Jill slammed the trunk lid shut. “He got sick. Hormones, midlife gear switching, flu, whatever. He’ll get better.”
“No. Way. You’re spinning this, aren’t you? You’re making it palatable. Next you’re going to say God works all things together for good.”
“Well, He does. Meanwhile, you and I have our own work to do.”
“Jillian Galloway, this is huge. A divorce? Oh, my gosh! Why aren’t you bawling your head off?”
“I already did, somewhere over Colorado.”
“Malarkey. Your mascara isn’t smudged, not even a tiny bit.”
“Fixed it over Nevada.”
“Oh, Jillie.”
“Ladies!” The security guard neared again, making a show of flipping open his ticket pad.
They hurried around to the car doors and climbed inside.
Within moments Gretchen eased the car into the traffic. She sighed heavily. “Don’t you ever get tired of squeezing the lemons? We do not need any lemonade, sweetums. Not today.”
Jill disagreed. She would have said so, but her jaw was too busy forming itself around a wail.
Chicago
Jack awoke slowly, like a bear from a long winter’s nap, the tickle of spring in his nose.
Or were those icicles forming?
With a groan, Jack rolled onto his back. The bedroom lay in semidarkness, a sure sign that the afternoon still belonged to the dead of winter. His cold nose reminded him that he had not turned up the thermostat before pulling on sweats and crawling under the covers that morning. Morning? Had it been merely hours ago that exhaustion hit him like a two-by-four?
He glanced at the clock on the nightstand next to Jill’s side of the bed. No digital lights glowed.
“Oh, God, what have I done?”
He rubbed his hands over his face. Crusted tear tracks were more prominent than the stubble.
In his entire life, Dr. Jackson Galloway had never been prone to losing it. Too many people counted on his steadiness, his levelheadedness. As an only child, he’d always been there for his parents, more so now as they aged.
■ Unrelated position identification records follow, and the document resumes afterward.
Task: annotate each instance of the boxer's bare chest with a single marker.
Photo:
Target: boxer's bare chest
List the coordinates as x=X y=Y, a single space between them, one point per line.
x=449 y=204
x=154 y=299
Then there was his son, his patients, their families, his staff.
His wife.
She would be in L.A. by now, having analyzed the situation ad nauseam and concluded—he would bet his practice on it—that he was in the throes of a midlife crisis. He would soon be pilfering cool clothes from his son’s closet, buying a red sports car, and trolling in singles bars for hot babes.
He’d rather eat dirt.
Without a doubt something had snapped inside him. He said words he had not rehearsed, not even imagined. They simply popped out, a horrific announcement to Jill after which he shooed her into the cab. His tears had started before he reached the front door. They continued as he unplugged and removed batteries from every single clock in the house and stopped the living room clock’s pendulum.
After a lifetime of diagnosing, Jack just wanted to
not
think for a change. He wanted to put his brain on hold. He had reached the end of some rope that morning. For now, he would follow the age-old prescription to get plenty of rest.